Message-ID: <CAAxdm-5y7PLfZ1D48EQXQzEaUJi=XgsEnT6amidJz6V5CrVjWQ@mail.gmail.com>
Date: 2012-09-15T00:06:33Z
From: jim holtman
Subject: please comment on my function
In-Reply-To: <874nn04dui.fsf@gnu.org>

You can alway convert to lower case afterwards with probably a shorter
vector.  You did not indicate that you needed that conversion; it only
looked like you did it for the regular expression.

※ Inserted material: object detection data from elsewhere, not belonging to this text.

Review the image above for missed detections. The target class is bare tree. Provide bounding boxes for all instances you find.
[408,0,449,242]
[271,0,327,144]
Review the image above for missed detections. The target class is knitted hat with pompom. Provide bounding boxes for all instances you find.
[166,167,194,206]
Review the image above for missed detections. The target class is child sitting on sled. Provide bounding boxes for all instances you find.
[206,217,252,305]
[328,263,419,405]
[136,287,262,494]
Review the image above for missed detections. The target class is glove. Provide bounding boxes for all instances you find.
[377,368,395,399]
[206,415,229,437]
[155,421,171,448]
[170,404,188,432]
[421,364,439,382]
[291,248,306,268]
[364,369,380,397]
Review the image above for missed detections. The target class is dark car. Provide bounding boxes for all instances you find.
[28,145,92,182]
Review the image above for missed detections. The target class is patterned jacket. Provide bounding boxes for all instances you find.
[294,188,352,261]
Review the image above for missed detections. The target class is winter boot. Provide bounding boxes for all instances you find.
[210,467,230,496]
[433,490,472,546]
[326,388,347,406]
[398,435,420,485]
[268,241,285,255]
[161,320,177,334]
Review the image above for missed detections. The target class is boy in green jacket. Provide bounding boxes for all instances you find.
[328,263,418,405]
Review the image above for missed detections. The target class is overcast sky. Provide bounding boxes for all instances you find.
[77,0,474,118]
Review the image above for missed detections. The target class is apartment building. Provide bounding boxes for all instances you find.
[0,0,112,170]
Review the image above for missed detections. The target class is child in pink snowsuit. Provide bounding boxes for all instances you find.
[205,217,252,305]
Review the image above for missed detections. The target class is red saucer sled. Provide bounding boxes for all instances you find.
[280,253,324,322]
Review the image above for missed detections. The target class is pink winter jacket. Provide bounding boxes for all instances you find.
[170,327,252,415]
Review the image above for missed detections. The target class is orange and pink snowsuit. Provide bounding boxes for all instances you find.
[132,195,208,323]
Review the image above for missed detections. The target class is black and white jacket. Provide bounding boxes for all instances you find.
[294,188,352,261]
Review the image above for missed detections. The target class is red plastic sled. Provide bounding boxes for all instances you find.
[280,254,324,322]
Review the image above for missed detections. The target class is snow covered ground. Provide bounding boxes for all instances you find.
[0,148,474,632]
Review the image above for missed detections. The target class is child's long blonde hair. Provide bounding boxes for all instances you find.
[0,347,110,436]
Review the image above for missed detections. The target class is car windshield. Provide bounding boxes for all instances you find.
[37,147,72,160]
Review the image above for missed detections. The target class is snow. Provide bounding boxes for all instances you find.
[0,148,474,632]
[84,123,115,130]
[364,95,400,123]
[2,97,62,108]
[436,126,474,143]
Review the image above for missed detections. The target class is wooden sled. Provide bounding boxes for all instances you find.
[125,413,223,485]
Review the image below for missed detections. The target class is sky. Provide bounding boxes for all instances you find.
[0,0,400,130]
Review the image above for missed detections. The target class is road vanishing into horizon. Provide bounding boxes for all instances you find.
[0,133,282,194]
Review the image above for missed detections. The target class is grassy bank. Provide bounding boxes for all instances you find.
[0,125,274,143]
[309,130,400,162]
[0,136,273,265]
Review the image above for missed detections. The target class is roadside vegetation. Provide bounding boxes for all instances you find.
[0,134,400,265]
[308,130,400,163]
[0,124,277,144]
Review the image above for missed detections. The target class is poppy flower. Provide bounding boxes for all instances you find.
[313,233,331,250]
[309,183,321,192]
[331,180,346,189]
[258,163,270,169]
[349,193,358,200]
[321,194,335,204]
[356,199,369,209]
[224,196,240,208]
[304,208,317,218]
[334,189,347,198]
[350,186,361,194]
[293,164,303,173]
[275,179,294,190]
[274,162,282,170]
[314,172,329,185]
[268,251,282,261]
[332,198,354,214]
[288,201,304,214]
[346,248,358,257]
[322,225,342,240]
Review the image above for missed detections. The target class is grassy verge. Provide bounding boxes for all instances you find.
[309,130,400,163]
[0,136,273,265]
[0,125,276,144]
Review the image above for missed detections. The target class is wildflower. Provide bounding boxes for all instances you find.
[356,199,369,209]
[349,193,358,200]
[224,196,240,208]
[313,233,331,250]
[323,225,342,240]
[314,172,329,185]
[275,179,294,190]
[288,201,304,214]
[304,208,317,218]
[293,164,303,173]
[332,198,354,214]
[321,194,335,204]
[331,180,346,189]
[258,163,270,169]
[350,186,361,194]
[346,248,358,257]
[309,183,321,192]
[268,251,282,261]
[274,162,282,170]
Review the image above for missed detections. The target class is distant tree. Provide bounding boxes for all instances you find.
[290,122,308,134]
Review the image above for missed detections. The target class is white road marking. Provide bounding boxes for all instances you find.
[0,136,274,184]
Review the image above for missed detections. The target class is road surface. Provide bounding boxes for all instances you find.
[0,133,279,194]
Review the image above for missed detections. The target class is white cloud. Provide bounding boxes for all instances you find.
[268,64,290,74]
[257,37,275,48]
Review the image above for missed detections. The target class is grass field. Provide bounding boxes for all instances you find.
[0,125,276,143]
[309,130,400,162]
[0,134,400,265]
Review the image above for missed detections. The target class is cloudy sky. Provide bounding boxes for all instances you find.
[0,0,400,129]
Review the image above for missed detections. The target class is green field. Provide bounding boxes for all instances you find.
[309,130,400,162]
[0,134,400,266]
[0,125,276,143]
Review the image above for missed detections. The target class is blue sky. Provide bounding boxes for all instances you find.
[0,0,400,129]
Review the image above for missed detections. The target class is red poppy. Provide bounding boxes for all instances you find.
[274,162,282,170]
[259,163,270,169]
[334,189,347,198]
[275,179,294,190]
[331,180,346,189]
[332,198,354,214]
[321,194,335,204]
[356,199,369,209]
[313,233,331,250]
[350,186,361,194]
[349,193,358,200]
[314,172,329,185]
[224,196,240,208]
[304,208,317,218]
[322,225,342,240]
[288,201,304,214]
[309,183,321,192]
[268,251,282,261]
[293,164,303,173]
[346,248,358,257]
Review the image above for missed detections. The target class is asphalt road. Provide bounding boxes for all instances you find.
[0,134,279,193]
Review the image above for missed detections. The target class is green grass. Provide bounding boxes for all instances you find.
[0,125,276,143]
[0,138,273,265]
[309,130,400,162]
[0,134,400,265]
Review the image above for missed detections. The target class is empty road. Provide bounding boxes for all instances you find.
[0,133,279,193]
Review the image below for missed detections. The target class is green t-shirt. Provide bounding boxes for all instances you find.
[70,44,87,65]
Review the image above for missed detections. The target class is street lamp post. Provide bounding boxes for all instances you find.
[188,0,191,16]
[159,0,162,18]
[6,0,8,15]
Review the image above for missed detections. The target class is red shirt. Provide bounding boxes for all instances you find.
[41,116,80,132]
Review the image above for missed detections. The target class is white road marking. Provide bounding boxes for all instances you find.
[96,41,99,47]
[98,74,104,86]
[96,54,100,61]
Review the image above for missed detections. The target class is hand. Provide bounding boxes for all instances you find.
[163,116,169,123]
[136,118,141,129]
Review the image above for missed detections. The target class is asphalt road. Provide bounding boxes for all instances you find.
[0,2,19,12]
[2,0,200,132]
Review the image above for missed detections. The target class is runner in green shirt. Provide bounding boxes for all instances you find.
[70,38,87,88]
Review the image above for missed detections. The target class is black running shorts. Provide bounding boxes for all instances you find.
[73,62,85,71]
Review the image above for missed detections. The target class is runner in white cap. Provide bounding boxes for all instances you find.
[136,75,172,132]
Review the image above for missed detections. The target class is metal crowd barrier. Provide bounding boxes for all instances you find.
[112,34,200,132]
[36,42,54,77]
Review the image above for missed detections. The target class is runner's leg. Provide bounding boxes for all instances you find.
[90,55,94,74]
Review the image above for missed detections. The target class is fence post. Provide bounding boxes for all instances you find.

On Fri, Sep 14, 2012 at 3:13 PM, Sam Steingold <sds at gnu.org> wrote:
>> * jim holtman <wubygzna at tznvy.pbz> [2012-09-14 13:10:37 -0400]:
>>
>> more than half the time is in 'tolower' and 'nchar', so it is not all
>> 'sub's problem.
>
> aha, thanks!
>
>> This version runs a little faster since it does not need the 'tolower':
>>
>> canonicalize.language <- function (s) {
>>   # s <- tolower(s)
>>   long <- nchar(s) == 5
>>   s[long] <- sub("^([[:alpha:]]{2})[-_][[:alpha:]]{2}$","\\1",s[long])
>>   s[nchar(s) != 2 & s != "c"] <- "unknown"
>>   s
>> }
>
> but it does not convert "EN" to "en", so it is not good for my purposes.
>
> --
> Sam Steingold (http://sds.podval.org/) on Ubuntu 12.04 (precise) X 11.0.11103000
> http://www.childpsy.net/ http://thereligionofpeace.com http://mideasttruth.com
> http://iris.org.il http://honestreporting.com http://memri.org
> Life is like Tetris: failures accumulate, successes fade.



-- 
Jim Holtman
Data Munger Guru

What is the problem that you are trying to solve?
Tell me what you want to do, not how you want to do it.